Ayala Land net income up 34% to P6 B

Published August 3, 2021, 3:13 PM

by James A. Loyola

Real estate giant Ayala Land Inc. (ALI) posted a 34 percent jump in consolidated net income to P6 billion in the first half of the year as revenued rose 19 percent to P49 billion.

In a disclosure to the Philippine Stock Exchange, the firm said it saw significant improvements in performance compared to the first half of 2020 during the onset of the pandemic.


In the second quarter alone, revenues and net income reached P24.3 billion and P3.3 billion, up 90 percent and 16.6 times from the same period last year, respectively.

ALI’s property development revenues grew 37 percent to P34.1 billion for the period, propelled by construction progress as well as higher sales bookings.

Sales reservations in the second quarter totaled P19.7 billion, a substantial growth of 45 percent from the same period last year, as local demand remained strong despite the reimposition of ECQ from March until April.

This brought first half sales reservations to P48.2 billion, up 26 percent from last year.

“The pandemic continues to provide an extremely challenging environment for majority of our business lines,” said ALI President and CEO Bernard Vincent O. Dy.

He noted that, “Improvement in our performance in the first half of the year was driven primarily by our property development business, with residential demand showing resilience and construction progress driving revenue recognition.”

“While it may take some time for our economy to fully reopen, particularly with the reimposition of ECQ in NCR, we are proactively launching new projects and ensuring we have adequate inventory to serve market segments that are demonstrating stability,” Dy added.

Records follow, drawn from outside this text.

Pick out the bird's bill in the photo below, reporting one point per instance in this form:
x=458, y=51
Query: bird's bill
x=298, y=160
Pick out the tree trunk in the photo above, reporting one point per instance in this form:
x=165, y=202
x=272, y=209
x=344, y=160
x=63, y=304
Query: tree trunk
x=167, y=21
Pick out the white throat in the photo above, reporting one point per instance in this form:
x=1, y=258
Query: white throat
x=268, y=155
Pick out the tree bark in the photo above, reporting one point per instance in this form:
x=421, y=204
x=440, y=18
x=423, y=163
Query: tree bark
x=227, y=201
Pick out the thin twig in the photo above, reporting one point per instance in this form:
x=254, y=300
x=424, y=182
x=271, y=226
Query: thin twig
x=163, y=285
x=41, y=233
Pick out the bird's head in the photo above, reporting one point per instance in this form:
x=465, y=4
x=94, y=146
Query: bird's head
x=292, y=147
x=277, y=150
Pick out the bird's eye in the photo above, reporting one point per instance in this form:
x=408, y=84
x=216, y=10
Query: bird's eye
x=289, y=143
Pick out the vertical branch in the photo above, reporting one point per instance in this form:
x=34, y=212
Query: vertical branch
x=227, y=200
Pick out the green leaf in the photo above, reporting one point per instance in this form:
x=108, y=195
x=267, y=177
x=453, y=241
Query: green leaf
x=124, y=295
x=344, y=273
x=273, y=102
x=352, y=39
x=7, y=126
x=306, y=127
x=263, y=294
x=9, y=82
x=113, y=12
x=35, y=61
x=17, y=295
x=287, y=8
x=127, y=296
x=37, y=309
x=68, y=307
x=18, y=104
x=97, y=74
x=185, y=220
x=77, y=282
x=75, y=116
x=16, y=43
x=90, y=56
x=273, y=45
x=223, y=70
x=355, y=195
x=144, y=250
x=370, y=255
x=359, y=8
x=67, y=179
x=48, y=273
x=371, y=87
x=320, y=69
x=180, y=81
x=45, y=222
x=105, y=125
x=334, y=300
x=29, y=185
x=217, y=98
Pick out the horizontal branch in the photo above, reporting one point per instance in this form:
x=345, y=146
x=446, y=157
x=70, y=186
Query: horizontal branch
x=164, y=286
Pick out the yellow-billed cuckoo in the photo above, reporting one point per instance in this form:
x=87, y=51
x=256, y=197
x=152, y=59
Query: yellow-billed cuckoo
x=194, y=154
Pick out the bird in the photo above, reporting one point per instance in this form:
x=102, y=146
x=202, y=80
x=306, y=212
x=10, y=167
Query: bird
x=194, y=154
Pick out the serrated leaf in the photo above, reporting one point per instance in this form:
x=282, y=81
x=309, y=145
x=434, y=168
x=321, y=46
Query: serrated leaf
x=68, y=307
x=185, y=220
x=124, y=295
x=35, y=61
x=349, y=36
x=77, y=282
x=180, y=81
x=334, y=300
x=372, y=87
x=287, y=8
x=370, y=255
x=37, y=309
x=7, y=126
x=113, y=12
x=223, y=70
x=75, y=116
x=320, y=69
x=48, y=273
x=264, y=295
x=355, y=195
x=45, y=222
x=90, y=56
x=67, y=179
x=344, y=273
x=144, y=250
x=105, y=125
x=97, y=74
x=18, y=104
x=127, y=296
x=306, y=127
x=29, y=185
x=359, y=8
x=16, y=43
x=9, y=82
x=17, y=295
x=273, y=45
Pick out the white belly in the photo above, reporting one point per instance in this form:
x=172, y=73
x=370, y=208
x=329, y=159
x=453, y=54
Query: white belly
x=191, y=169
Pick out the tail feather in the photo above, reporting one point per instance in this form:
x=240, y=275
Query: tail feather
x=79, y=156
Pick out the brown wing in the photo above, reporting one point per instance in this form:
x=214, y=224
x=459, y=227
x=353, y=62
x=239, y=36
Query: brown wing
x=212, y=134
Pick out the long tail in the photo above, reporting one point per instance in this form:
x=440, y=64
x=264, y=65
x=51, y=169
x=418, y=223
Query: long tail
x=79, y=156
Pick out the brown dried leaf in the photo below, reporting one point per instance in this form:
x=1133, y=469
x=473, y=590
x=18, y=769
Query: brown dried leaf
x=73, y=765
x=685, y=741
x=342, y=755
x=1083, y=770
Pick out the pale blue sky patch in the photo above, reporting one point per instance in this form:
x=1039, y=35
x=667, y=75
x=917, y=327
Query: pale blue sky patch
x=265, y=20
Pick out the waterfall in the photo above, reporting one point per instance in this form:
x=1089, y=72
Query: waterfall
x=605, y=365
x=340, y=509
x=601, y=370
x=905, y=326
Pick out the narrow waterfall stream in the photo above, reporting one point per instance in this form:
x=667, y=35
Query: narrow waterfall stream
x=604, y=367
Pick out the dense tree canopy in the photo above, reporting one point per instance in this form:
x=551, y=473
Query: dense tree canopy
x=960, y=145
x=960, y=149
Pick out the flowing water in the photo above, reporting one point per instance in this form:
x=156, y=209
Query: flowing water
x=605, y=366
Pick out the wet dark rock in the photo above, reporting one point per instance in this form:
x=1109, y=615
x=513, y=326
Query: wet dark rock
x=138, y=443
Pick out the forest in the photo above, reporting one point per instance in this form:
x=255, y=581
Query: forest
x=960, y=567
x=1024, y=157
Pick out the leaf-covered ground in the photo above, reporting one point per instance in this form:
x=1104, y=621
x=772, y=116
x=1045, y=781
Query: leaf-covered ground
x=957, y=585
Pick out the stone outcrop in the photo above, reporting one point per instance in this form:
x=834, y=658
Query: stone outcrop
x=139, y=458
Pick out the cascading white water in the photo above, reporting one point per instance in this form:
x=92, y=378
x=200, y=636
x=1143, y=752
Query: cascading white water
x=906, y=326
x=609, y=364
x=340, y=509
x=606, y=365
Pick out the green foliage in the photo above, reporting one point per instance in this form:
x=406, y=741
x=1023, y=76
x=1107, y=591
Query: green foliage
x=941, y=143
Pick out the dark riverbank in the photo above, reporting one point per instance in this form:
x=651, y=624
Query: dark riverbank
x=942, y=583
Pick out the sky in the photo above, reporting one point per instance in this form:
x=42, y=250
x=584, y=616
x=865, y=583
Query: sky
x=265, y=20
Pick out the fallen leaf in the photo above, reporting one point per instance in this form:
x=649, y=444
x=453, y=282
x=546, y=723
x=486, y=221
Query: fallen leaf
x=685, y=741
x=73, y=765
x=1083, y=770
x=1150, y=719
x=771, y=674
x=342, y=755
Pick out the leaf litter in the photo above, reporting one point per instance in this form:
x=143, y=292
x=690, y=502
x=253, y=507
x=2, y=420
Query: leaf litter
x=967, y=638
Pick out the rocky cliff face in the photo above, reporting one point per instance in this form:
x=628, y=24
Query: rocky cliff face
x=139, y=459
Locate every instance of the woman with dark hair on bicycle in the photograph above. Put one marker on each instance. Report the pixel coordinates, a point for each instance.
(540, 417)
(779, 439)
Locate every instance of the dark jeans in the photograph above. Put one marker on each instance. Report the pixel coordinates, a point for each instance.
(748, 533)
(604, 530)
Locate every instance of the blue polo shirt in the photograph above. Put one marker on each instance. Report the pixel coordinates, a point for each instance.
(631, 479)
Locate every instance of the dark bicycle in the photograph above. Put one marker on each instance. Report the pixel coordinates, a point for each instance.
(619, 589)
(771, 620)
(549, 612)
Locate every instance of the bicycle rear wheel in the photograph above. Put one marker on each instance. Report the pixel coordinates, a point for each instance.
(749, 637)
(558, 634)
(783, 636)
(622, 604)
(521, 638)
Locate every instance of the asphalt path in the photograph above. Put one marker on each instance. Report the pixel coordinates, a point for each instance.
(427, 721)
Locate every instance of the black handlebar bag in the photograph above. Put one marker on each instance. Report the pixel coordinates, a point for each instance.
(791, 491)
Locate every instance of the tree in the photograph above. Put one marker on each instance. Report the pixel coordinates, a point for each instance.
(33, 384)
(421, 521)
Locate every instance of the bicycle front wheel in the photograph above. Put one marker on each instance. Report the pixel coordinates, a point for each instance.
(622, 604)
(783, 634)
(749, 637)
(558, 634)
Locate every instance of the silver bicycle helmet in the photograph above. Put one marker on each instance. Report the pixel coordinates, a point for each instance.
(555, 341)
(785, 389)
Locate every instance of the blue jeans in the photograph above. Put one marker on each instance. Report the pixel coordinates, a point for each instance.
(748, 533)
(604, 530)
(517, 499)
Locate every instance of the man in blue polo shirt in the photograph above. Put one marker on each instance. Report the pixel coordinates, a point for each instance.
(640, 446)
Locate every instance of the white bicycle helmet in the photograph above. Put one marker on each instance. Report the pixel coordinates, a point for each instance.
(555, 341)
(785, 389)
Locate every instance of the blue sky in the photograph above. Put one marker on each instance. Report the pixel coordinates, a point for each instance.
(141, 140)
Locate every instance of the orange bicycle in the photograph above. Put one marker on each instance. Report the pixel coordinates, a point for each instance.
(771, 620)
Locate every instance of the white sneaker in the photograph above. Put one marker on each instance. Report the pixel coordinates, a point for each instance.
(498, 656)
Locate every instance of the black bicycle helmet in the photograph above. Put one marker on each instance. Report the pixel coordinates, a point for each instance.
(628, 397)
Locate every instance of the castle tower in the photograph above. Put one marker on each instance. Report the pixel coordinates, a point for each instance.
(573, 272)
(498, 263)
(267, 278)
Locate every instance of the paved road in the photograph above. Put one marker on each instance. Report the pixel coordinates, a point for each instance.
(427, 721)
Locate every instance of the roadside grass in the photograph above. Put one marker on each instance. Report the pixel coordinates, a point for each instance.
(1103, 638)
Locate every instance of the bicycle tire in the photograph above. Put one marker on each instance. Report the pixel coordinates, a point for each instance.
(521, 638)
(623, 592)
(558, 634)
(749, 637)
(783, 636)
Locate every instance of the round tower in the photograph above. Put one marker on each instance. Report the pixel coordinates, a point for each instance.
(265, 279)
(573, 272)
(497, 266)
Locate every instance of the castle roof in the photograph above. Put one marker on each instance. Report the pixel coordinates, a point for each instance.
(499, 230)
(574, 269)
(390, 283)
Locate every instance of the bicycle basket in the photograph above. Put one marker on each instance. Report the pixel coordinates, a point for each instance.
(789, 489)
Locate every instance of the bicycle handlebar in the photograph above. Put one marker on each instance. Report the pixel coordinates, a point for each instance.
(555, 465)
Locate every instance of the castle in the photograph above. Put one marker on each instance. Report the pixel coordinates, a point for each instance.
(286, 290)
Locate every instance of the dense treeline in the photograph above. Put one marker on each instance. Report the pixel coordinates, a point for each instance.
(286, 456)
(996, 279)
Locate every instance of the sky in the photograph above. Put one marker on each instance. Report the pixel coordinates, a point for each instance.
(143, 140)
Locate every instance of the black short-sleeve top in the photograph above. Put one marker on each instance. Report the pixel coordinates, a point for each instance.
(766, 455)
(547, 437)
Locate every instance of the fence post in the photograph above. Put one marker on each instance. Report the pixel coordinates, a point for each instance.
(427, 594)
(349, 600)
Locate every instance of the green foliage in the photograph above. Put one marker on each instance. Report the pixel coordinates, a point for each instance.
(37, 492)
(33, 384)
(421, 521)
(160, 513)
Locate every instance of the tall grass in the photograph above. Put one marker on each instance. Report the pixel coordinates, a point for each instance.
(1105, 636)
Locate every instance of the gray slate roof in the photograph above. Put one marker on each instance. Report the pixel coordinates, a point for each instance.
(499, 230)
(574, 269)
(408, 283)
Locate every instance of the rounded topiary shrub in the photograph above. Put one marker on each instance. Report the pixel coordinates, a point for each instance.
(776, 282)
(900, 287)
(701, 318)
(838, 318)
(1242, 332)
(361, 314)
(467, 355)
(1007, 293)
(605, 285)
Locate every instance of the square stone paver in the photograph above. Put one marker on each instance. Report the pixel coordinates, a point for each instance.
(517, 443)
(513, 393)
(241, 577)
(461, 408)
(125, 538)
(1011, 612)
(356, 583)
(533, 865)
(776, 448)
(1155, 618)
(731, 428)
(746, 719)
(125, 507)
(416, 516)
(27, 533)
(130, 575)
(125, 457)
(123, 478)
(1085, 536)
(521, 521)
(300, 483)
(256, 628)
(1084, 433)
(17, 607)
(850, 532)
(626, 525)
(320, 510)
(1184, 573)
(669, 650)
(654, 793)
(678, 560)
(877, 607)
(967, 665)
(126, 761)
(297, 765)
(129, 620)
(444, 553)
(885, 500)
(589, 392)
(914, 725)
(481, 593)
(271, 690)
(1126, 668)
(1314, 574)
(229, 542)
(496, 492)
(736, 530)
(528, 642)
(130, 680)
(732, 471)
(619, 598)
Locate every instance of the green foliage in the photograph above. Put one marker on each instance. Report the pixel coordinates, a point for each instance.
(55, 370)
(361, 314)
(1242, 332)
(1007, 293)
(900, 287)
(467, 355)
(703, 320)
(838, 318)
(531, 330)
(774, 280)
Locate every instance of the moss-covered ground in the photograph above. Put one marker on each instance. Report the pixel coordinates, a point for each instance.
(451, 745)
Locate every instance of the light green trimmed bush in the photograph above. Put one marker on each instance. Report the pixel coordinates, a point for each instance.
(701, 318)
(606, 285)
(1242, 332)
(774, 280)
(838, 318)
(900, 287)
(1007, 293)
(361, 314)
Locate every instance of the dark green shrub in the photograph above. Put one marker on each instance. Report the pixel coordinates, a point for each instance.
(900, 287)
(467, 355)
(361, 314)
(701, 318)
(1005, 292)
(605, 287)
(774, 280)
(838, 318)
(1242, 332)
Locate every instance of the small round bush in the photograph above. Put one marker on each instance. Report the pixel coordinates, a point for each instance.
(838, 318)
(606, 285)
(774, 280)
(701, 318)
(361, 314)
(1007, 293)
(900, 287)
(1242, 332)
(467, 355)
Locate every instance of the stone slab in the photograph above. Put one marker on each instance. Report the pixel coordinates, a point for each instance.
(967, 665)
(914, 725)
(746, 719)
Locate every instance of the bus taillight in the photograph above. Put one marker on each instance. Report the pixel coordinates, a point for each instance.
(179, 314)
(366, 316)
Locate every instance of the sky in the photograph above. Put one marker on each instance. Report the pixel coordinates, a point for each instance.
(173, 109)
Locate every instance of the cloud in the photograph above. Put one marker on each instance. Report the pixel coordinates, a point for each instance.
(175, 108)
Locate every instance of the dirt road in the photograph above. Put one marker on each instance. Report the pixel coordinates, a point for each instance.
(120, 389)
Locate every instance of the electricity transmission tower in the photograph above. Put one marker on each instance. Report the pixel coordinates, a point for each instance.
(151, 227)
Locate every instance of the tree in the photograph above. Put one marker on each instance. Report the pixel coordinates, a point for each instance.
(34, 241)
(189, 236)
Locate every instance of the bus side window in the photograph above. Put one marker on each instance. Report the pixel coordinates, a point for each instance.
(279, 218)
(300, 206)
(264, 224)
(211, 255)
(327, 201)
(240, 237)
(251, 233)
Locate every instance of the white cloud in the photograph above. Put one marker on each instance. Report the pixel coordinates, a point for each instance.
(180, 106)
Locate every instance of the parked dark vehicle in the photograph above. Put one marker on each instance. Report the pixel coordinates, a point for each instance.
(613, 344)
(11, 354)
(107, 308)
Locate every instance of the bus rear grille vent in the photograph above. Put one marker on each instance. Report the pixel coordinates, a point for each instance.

Ayala Land has budgeted P100 billion worth of residential launches in 2021. In the first half, it launched 14 projects with a total value of P44.3 billion.

Commercial leasing revenues were weighed down by renewed restrictions with revenues declining 26 percent to P9.5 billion in the first half of 2021.

Shopping center revenues likewise dipped 43 percent to P3.4 billion reflecting limited operations and ongoing rent discounts to support tenants.

Office leasing revenues totaled P4.8 billion, a very slight improvement from last year as business process outsourcing and HQ operations cushioned the impact of POGO cancellations.

Revenues from hotels and resorts meanwhile ended 42 percent lower to P1.2 billion as resort operations were restricted from the end of March until April.